He tried to say the name and produced a thick, gravelly sound.

Silence for a moment, and then Porthos shifted, coming into his field of vision. "You awake now?" he asked gently, watching him.

Aramis tried to say _not sure_ and produced the same noise.

"Cold's got in your lungs, the doctor says," Porthos continued, still watching him. "Might be a while 'fore you can clear it out. Take it easy. You know who I am?"

He shaped _Porthos_ , watching the other man read it off his lips.

"Good. What d'you remember?

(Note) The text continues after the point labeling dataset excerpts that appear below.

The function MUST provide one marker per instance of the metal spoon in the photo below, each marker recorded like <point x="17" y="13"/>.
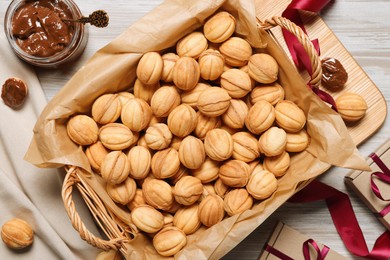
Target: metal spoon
<point x="98" y="18"/>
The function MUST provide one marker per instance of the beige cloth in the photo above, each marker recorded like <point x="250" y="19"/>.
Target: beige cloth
<point x="28" y="192"/>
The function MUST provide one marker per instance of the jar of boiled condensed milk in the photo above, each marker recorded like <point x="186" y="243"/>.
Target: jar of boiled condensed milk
<point x="43" y="32"/>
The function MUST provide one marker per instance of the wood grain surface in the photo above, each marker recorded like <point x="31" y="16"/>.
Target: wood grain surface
<point x="363" y="28"/>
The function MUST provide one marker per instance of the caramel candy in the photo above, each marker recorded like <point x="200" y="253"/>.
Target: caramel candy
<point x="116" y="136"/>
<point x="164" y="100"/>
<point x="157" y="193"/>
<point x="218" y="144"/>
<point x="182" y="120"/>
<point x="169" y="241"/>
<point x="211" y="64"/>
<point x="273" y="93"/>
<point x="235" y="116"/>
<point x="150" y="67"/>
<point x="106" y="109"/>
<point x="211" y="210"/>
<point x="14" y="92"/>
<point x="136" y="114"/>
<point x="95" y="154"/>
<point x="17" y="234"/>
<point x="297" y="142"/>
<point x="158" y="136"/>
<point x="289" y="116"/>
<point x="115" y="167"/>
<point x="191" y="152"/>
<point x="186" y="73"/>
<point x="236" y="51"/>
<point x="245" y="147"/>
<point x="236" y="82"/>
<point x="208" y="171"/>
<point x="140" y="160"/>
<point x="262" y="184"/>
<point x="261" y="116"/>
<point x="205" y="124"/>
<point x="122" y="192"/>
<point x="234" y="173"/>
<point x="273" y="141"/>
<point x="192" y="45"/>
<point x="351" y="107"/>
<point x="187" y="190"/>
<point x="214" y="101"/>
<point x="187" y="219"/>
<point x="147" y="219"/>
<point x="219" y="27"/>
<point x="169" y="61"/>
<point x="334" y="75"/>
<point x="237" y="201"/>
<point x="263" y="68"/>
<point x="82" y="130"/>
<point x="165" y="163"/>
<point x="278" y="164"/>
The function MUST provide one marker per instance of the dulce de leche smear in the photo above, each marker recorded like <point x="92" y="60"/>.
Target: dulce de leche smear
<point x="39" y="29"/>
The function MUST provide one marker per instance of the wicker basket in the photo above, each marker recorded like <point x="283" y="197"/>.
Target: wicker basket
<point x="118" y="233"/>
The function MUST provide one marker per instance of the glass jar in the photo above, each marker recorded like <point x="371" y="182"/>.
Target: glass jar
<point x="78" y="34"/>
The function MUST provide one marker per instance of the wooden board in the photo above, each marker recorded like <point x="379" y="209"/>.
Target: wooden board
<point x="358" y="81"/>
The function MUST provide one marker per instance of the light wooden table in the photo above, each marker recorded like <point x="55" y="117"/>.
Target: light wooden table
<point x="363" y="28"/>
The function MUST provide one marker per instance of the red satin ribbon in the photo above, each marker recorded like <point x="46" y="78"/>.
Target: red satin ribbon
<point x="298" y="53"/>
<point x="344" y="219"/>
<point x="383" y="176"/>
<point x="321" y="254"/>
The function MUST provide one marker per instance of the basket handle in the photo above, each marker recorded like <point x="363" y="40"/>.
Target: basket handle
<point x="70" y="180"/>
<point x="315" y="61"/>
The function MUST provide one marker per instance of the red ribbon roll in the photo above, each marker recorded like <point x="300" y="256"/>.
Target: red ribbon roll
<point x="383" y="176"/>
<point x="298" y="53"/>
<point x="344" y="219"/>
<point x="321" y="254"/>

Know where you are?"

 _Savoy_. He closed his eyes, gripping Porthos' arm tightly.

"All right," Porthos murmured gently. "One more question, that's all. Ready? Who attacked you?"

_Savoy._

Porthos frowned, but he nodded. "All right. Get some sleep."

Now that he'd woken, his sleep was uneasy and fitful. Birds cawed, and he woke. Men moved around or spoke overhead, and he woke. Everything was silent, and he woke.

Porthos came back, after a while, to sit beside him. Aramis curled shamelessly around him. Now that he wasn’t so cold, he could feel how cold he was, and he knew Porthos wouldn’t push him off.

“We can stay here tonight, but we have to move on tomorrow. Think you can?”

Aramis thought about it, carefully, knowing Porthos would let him take his time and believe him when he answered. “I don’t know if I can sit a horse. I don’t know if I can _sit_. But I’m ready to be away from here.”

“You should eat. We’ve been pouring broth down your throat, but there’s only so much good that’s going to do. I thought you’d killed yourself for a bit there.”

There was no accusation in his tone, but Aramis flinched anyway. “I didn’t mean –“ He shook his head, because that was a lie and he couldn’t lie to Porthos. “It wasn’t deliberate.”

Porthos nodded neutrally. “You tore up your hands.”

Aramis looked down at them, realising for the first time they were bandaged. “I froze to Bertram,” he said without thinking.

Porthos blanched, but he recovered quickly. “They’ll heal, doctor says. You’ll shoot again. Might take a while, though.”

Aramis did not say _I’ll never shoot again_ because even though the thought filled him with horror now, he knew it probably wouldn’t always.

“Can you talk to the captain? He needs to know what happened.”

“Yes. Wait; I need to sit up.”

Porthos got him sitting up, and then went away, and then came back with the captain. Aramis carefully explained events as he knew them. Treville looked old when he sat down, and he looked older by the time Aramis finished his story.

“Marsac left you here?” Porthos demanded.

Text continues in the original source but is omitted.